Ninety-four DE-genes were accessed. GO and KEGG analysis showed that these predicted genes were linked to lipid metabolism. Eleven genes were identified as hub genes in PPI networks, and they were highly expressed in cells with vigorous lipid metabolism. hsa-miR-335-5p was the upstream regulator of 9 genes in the 11 hub genes, and it was identified as a key miRNA. The hub genes were highly expressed in NASH models, while hsa-miR-335-5p was lowly expressed.
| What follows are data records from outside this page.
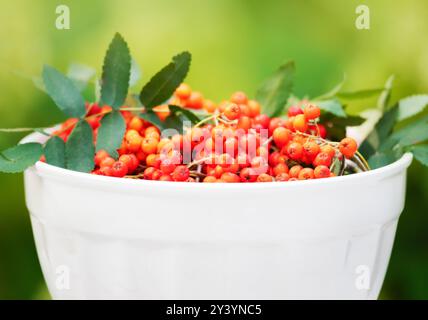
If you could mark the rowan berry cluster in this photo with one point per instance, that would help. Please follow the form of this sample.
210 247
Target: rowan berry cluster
234 143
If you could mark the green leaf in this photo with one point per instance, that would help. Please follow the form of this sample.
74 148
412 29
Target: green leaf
336 126
332 106
378 160
163 84
116 73
20 157
179 119
410 135
111 133
421 154
360 94
63 92
186 113
383 100
380 132
135 73
274 91
333 92
411 106
55 152
349 121
80 75
79 148
152 117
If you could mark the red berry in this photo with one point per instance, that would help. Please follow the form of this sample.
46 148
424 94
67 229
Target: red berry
229 177
294 111
106 171
322 158
210 179
239 97
167 166
119 169
329 150
322 172
264 177
254 107
299 123
180 173
294 171
312 112
232 111
195 101
348 147
280 168
281 136
263 120
107 162
100 156
294 150
322 131
165 177
282 177
311 149
246 175
306 173
148 173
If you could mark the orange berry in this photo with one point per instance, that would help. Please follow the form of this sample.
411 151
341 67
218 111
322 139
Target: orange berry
239 97
232 111
162 111
244 123
230 177
280 168
149 145
322 158
306 174
264 177
329 150
311 149
294 171
107 162
131 133
282 177
209 106
133 144
100 156
210 179
299 123
254 107
348 147
195 101
322 172
153 160
281 136
136 124
294 150
312 112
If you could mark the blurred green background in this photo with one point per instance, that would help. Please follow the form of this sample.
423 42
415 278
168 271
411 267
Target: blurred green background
235 44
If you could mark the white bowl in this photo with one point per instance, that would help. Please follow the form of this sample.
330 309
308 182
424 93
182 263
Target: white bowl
102 238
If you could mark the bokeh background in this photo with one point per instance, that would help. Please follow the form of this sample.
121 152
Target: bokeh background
235 44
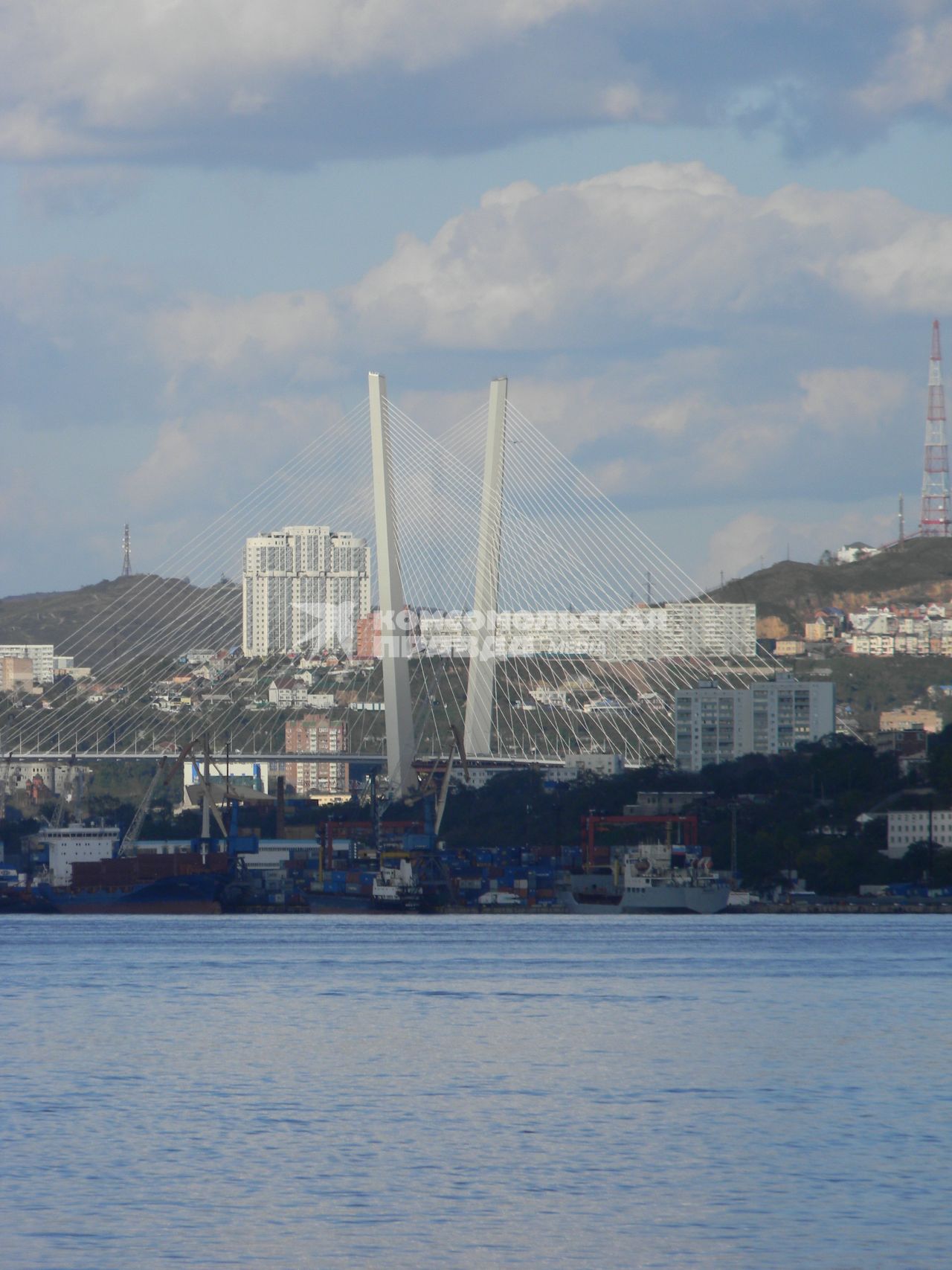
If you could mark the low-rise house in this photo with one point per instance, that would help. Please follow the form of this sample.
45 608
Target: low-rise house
910 718
791 647
874 646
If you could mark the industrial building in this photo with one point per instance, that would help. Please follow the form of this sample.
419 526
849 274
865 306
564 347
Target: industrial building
714 724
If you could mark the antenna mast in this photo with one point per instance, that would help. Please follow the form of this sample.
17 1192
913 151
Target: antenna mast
934 515
126 554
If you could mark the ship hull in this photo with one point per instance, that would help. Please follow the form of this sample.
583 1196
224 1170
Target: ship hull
663 898
194 894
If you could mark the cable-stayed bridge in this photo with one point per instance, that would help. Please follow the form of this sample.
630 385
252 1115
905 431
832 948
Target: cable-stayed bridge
512 601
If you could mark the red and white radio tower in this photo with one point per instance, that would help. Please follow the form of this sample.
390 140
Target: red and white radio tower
934 515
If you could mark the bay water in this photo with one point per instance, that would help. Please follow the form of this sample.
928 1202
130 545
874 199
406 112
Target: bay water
493 1091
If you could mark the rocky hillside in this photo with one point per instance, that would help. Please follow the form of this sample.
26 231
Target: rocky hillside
125 619
788 592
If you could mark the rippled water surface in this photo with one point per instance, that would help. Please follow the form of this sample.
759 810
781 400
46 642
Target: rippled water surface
475 1091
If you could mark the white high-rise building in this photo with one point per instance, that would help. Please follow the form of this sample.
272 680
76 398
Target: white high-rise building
39 654
715 725
303 589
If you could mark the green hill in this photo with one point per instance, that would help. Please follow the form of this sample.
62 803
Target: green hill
125 618
788 592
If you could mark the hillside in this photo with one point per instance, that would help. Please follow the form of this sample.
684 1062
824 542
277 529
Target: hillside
788 592
125 618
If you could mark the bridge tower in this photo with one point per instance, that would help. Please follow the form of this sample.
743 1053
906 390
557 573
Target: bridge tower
480 690
934 520
395 635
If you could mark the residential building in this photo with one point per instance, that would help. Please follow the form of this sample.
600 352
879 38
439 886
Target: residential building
314 734
907 828
790 648
853 551
637 634
39 654
303 589
593 763
874 646
16 672
663 801
370 644
715 724
289 693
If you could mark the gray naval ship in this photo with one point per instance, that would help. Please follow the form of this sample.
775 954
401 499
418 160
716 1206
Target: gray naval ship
653 878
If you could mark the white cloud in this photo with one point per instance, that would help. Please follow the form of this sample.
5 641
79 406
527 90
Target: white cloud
918 73
292 80
653 244
249 336
856 399
217 452
77 190
740 544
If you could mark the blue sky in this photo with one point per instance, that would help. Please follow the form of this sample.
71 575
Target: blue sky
705 242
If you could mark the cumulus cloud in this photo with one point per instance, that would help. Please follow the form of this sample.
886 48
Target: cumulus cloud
73 190
918 73
679 341
654 246
298 80
244 337
233 445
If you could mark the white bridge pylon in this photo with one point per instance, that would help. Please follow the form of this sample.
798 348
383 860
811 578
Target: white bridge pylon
395 629
398 705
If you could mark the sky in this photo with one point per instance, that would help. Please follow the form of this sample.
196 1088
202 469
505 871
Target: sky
705 239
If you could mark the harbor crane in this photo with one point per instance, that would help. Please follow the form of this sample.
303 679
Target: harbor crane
164 772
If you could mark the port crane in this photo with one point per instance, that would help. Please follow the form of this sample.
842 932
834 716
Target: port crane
5 784
60 813
164 772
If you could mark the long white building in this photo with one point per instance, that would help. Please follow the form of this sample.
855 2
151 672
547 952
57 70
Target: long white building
714 724
303 589
636 634
39 654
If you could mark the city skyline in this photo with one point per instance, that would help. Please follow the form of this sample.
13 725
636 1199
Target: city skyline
710 278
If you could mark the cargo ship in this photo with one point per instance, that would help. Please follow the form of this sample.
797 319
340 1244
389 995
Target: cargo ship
398 889
184 882
653 878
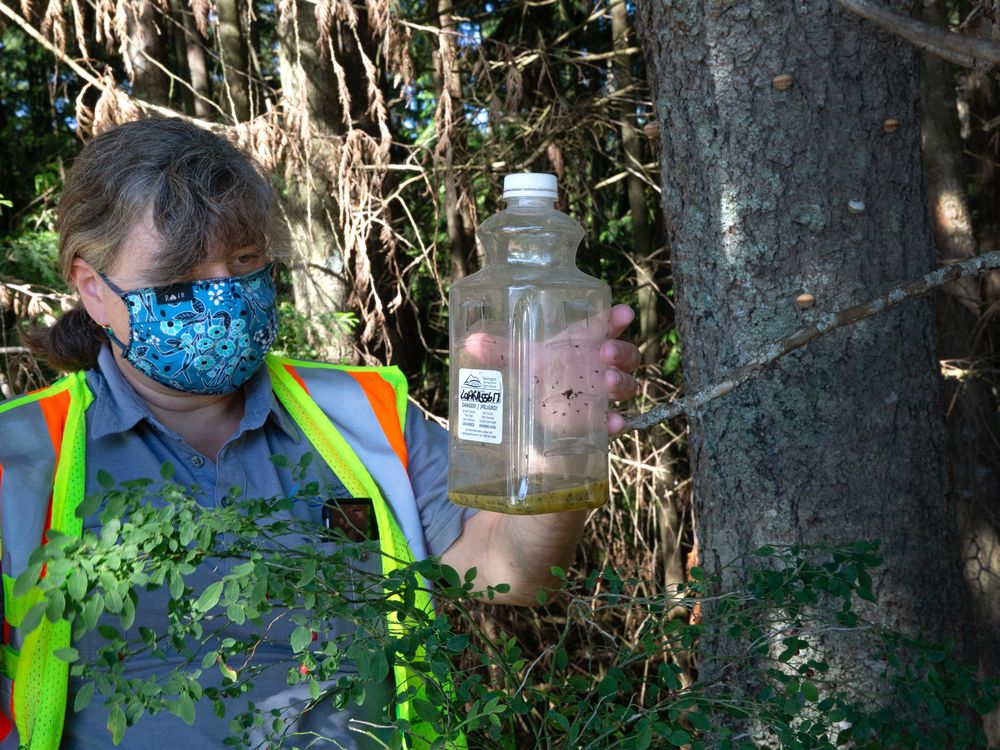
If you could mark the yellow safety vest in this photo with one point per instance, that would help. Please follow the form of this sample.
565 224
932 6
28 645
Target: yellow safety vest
38 703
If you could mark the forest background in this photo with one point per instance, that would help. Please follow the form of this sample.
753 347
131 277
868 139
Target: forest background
389 126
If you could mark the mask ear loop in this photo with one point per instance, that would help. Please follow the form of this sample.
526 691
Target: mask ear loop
108 329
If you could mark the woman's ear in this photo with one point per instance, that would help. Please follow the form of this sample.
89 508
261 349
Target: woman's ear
94 293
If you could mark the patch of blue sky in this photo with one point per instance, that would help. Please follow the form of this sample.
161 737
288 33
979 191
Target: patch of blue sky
469 34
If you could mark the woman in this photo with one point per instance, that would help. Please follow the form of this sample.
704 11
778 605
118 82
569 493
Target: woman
166 234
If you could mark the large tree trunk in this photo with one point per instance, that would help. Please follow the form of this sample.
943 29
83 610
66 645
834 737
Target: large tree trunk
772 190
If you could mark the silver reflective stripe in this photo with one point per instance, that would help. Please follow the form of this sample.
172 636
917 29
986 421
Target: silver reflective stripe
344 401
29 464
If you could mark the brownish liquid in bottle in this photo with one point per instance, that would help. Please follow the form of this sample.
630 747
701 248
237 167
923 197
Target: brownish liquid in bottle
496 498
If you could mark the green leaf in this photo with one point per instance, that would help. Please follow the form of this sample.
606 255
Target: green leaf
77 584
228 672
116 723
127 616
34 616
68 654
56 605
185 708
645 738
679 738
561 658
176 585
92 611
426 710
27 579
83 696
699 721
209 597
89 505
301 638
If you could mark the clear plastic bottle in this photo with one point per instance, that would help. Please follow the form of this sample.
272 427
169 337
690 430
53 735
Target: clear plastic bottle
528 407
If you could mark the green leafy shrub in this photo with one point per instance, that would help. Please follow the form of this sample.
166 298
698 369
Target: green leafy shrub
614 693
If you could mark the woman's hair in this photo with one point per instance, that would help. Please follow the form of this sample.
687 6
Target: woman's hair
204 194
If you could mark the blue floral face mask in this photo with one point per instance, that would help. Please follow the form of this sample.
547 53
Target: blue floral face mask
207 336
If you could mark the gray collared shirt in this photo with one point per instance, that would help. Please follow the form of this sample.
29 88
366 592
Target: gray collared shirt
126 440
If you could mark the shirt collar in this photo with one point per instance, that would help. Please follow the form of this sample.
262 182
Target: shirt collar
118 408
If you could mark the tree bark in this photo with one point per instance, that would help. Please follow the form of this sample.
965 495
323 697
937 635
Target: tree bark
194 54
769 191
145 45
234 55
451 130
320 273
971 409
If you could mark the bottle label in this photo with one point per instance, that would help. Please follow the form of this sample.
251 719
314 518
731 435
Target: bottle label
480 405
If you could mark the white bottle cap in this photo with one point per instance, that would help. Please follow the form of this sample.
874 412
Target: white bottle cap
530 185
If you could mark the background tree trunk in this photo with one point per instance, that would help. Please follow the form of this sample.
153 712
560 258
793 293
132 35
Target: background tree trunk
194 55
320 273
145 50
965 346
770 191
232 44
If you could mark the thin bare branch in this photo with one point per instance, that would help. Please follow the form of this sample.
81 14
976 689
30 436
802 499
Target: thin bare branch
90 77
825 323
957 48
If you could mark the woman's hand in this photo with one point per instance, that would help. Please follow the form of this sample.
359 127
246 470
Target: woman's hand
621 357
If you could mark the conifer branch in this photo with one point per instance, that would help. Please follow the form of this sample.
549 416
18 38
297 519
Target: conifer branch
957 48
824 324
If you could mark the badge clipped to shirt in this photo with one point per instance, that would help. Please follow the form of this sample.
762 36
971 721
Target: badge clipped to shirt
354 516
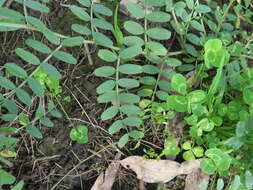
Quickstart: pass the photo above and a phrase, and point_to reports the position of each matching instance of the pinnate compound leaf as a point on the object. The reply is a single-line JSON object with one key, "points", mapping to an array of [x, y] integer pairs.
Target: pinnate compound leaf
{"points": [[107, 55], [123, 141], [27, 56], [135, 10], [130, 52], [110, 113], [6, 83]]}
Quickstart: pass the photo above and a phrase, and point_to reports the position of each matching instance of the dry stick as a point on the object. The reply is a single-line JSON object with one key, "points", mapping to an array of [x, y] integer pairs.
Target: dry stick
{"points": [[79, 164]]}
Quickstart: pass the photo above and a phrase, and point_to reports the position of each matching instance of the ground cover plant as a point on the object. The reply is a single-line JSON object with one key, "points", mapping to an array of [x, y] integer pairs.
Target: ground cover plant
{"points": [[170, 80]]}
The correlation of miRNA-mRNA was established by qPCR. Functional verification indicated that hsa-miR-335-5p had inhibitory effect on the development of NASH. Finally, drug combinations were predicted and the expression of miRNA and hub genes in HCC was identified.

Conclusions

In the study, potential miRNA-mRNA pathways related to NASH were identified. Targeting these pathways may be novel strategies against NASH.

中文翻译：

非酒精性脂肪性肝炎的关键因素和潜在药物组合：生物信息学分析和基于实验验证的研究

背景

非酒精性脂肪性肝病及其晚期非酒精性脂肪性肝炎 (NASH) 是肝细胞癌 (HCC) 和其他终末期肝病的主要原因。然而，潜在的机制和治疗策略尚未阐明。本研究旨在确定 miRNA/mRNA 轴在 NASH 的发病机制和药物组合治疗中的潜在作用。

方法

从 Gene Expression Omnibus 下载微阵列 GSE59045 和 GSE48452 并使用 R 进行分析。然后我们获得了差异表达基因 (DE-genes)。DAVID 数据库用于基因本体论 (GO) 分析和京都基因和基因组百科全书 (KEGG) 富集途径分析。蛋白质-蛋白质相互作用（PPI）网络用于鉴定中心基因。我们使用 miRTarBase 发现了中枢基因的上游调节因子。qPCR检测关键miRNA及其靶标的表达和相关性。Drug Pair Seeker 用于预测针对 NASH 的药物组合。在癌症基因组图谱数据库和人类蛋白质图谱数据库中鉴定了 HCC 中 miRNA 和中枢基因的表达。

结果

访问了 94 个 DE 基因。GO和KEGG分析表明，这些预测基因与脂质代谢有关。11个基因被鉴定为PPI网络中的枢纽基因，它们在脂质代谢旺盛的细胞中高度表达。hsa-miR-335-5p是11个hub基因中9个基因的上游调控因子，被鉴定为关键miRNA。枢纽基因在 NASH 模型中高表达，而 hsa-miR-335-5p 低表达。通过qPCR建立miRNA-mRNA的相关性。功能验证表明hsa-miR-335-5p对NASH的发展具有抑制作用。最后，预测了药物组合，并确定了 HCC 中 miRNA 和中枢基因的表达。